Fundamentally, Observability is about everything ‘data’. DevOps teams determine what data to generate, collect, aggregate, summarize and analyze to gain meaningful and actionable insights. Observability solutions use metrics, traces and logs as data types to understand and debug distributed systems. However, the mere availability of data doesn’t deliver an enterprise-grade Observability solution.

Fig: Three pillars of observability

In the dynamic, multi-cloud world, siloed and point monitoring tools transition to unified and ubiquitous Observability across the entire stack — cloud infrastructure, runtime orchestration platforms such as Kubernetes, cloud managed services such as Amazon RDS or Google Cloud Pub/Sub, etc., and business applications. This unification of Observability allows teams to understand the interdependencies of cloud services and components.

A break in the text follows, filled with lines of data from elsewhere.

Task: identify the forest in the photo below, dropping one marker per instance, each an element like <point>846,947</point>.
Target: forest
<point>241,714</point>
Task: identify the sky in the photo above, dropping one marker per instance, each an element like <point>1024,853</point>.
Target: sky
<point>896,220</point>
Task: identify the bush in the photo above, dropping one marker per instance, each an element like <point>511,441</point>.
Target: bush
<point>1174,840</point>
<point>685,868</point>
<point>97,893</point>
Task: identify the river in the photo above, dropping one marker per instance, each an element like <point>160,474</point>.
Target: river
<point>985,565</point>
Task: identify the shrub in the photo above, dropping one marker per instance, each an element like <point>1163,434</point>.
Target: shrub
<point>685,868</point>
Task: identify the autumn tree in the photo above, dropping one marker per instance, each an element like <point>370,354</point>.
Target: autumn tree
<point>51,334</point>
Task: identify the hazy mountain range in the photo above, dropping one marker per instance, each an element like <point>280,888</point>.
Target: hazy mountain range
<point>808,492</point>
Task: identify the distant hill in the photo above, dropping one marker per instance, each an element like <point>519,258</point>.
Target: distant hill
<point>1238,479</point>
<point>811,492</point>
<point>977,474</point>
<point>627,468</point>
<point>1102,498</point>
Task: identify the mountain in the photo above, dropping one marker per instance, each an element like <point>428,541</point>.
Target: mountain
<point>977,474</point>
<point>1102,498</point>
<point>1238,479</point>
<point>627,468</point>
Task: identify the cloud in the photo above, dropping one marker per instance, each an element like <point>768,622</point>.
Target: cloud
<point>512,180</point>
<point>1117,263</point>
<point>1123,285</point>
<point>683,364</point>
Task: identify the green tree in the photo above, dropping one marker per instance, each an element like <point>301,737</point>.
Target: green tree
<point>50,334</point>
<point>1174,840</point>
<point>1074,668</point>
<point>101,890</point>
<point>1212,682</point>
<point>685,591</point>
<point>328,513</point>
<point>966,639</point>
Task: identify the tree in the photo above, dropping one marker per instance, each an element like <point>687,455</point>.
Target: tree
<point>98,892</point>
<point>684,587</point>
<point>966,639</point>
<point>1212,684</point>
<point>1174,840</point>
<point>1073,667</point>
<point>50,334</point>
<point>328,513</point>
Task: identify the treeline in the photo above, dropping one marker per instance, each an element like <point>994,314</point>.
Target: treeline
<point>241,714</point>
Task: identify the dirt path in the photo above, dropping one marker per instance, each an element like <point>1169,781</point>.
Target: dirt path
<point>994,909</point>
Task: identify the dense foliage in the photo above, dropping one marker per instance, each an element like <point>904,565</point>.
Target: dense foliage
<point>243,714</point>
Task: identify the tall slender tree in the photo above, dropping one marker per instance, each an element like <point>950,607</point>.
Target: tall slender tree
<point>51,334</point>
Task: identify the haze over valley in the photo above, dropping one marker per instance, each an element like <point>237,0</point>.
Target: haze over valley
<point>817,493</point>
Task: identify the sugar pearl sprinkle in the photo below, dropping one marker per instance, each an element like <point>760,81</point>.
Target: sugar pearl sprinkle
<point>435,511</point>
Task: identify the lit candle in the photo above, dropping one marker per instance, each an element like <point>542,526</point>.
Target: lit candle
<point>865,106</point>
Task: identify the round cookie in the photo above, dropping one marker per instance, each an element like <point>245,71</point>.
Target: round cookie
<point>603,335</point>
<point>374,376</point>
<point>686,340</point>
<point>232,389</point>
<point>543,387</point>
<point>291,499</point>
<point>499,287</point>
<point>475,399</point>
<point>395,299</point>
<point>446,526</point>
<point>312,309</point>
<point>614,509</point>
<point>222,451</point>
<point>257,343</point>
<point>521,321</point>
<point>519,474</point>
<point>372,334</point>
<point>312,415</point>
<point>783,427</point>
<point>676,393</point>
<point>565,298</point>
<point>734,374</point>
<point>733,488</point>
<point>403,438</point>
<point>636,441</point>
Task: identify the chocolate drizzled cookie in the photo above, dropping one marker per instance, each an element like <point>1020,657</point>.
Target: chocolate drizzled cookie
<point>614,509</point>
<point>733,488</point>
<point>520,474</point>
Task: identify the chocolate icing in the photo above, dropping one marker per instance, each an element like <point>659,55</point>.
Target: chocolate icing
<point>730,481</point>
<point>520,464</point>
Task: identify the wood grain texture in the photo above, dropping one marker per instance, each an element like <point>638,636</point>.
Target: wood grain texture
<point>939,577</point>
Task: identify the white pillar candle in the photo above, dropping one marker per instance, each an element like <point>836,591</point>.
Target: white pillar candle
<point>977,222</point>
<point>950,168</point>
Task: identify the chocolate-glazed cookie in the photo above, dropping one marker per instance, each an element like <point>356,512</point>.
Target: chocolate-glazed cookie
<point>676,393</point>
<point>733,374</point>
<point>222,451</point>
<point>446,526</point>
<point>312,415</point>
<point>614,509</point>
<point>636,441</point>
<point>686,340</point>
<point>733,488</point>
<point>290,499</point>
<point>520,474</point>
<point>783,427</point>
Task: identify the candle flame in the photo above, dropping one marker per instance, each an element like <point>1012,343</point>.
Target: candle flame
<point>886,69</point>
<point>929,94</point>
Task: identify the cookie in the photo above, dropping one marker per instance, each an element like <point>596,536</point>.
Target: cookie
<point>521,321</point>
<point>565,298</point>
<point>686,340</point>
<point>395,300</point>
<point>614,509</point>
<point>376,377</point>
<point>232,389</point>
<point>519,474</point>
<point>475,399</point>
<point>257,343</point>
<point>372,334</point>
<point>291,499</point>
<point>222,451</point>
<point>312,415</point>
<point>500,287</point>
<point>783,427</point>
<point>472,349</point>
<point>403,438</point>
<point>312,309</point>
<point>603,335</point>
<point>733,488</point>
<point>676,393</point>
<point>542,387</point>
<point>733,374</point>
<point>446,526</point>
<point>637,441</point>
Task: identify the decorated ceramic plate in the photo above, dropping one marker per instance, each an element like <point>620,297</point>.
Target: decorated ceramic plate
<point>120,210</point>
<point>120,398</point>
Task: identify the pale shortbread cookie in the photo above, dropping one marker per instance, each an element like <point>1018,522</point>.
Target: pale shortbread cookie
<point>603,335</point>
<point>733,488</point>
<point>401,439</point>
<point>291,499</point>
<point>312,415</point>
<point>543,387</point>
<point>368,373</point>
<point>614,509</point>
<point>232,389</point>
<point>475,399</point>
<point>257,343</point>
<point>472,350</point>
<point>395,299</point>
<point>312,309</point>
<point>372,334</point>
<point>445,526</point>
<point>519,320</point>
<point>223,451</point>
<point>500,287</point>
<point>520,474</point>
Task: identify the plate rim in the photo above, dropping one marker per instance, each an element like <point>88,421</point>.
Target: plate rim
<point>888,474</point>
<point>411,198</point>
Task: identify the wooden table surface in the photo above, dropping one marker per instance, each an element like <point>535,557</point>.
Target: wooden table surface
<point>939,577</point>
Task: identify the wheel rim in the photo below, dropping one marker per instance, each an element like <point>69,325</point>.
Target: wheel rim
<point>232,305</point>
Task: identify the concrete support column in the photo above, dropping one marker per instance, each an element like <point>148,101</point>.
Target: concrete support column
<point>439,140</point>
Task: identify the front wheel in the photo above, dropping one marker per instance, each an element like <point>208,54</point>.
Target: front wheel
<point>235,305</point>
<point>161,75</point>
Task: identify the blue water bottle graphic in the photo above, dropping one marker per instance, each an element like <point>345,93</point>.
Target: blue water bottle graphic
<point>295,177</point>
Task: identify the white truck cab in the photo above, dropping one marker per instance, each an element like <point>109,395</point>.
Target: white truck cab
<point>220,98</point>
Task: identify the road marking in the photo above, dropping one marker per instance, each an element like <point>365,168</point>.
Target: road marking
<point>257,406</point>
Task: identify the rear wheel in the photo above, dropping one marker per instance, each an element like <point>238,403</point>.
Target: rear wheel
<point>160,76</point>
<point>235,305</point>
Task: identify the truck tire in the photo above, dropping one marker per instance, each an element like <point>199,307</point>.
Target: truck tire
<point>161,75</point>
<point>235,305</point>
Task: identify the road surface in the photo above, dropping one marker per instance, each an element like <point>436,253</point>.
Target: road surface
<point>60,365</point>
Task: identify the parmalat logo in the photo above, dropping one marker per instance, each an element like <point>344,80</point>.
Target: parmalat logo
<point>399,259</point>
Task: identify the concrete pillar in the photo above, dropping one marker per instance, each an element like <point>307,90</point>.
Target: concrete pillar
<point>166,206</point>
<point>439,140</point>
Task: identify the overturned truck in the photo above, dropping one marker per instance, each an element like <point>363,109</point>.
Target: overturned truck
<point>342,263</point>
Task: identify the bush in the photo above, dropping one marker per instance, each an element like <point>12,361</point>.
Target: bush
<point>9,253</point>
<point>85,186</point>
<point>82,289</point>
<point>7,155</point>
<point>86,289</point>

Observability becomes an integral part of the DevOps toolchain that enables developers and operations teams to quickly detect, triage, troubleshoot and resolve performance issues – before such issues can impact end-users.

Implications of multi-cloud requirements:

The HashiCorp Cloud Operating Model is a blueprint for how organizations migrate to, and address the challenges of, a multi-cloud reality. While there may be a variety of technologies that offer the capabilities of deploying applications in the cloud, organizations should understand and plan for how to address the five key workflows: provisioning, security, networking and observability.

Provisioning:

The foundation for adopting the cloud is provisioning - infrastructure, cloud services, and observability. In the static world, monitoring was treated as an afterthought. In dynamic cloud environments, the infrastructure layer transitions from running dedicated servers at a limited scale to a dynamic environment where organizations can easily adjust to increased demand by spinning up thousands of servers and scaling them down when not in use. As architectures and services become more distributed, the sheer volume of compute nodes increases significantly. Automating provisioning across every layer of the stack becomes a critical capability.

Security:

The security layer transitions from a fundamentally “high-trust” world enforced by a strong perimeter and firewall to a “low-trust” or “zero-trust” environment with no clear or static perimeter. As a result, the foundational assumption for security shifts from being IP-based to using identity-based access to resources. This shift is highly disruptive to traditional security models. Enterprises must have visibility and control over access to resources.

Networking:

The networking layer transitions from being heavily dependent on the physical location and IP address of services and applications to using a dynamic registry of services for discovery, segmentation and composition. An enterprise IT team doesn’t have the same control over the network or the physical locations of compute resources, and must think about service-based connectivity in order to achieve system-wide Observability by leveraging service mesh.

Each cloud provider has their own solution to these challenges. For enterprise IT teams, these shifts in approach are compounded by the realities of running on hybrid and multi-cloud infrastructures and the varying tools each technology provides.

Observability

The key requirements of a modern observability platform – one fitted for the cloud – are outlined below:

Real-time Problem Detection:

Because modern software-defined infrastructure spins up and down within minutes, every second counts in delivering a flawless end-user experience. The ability to instantly discover and accurately alert on anomalies is now imperative.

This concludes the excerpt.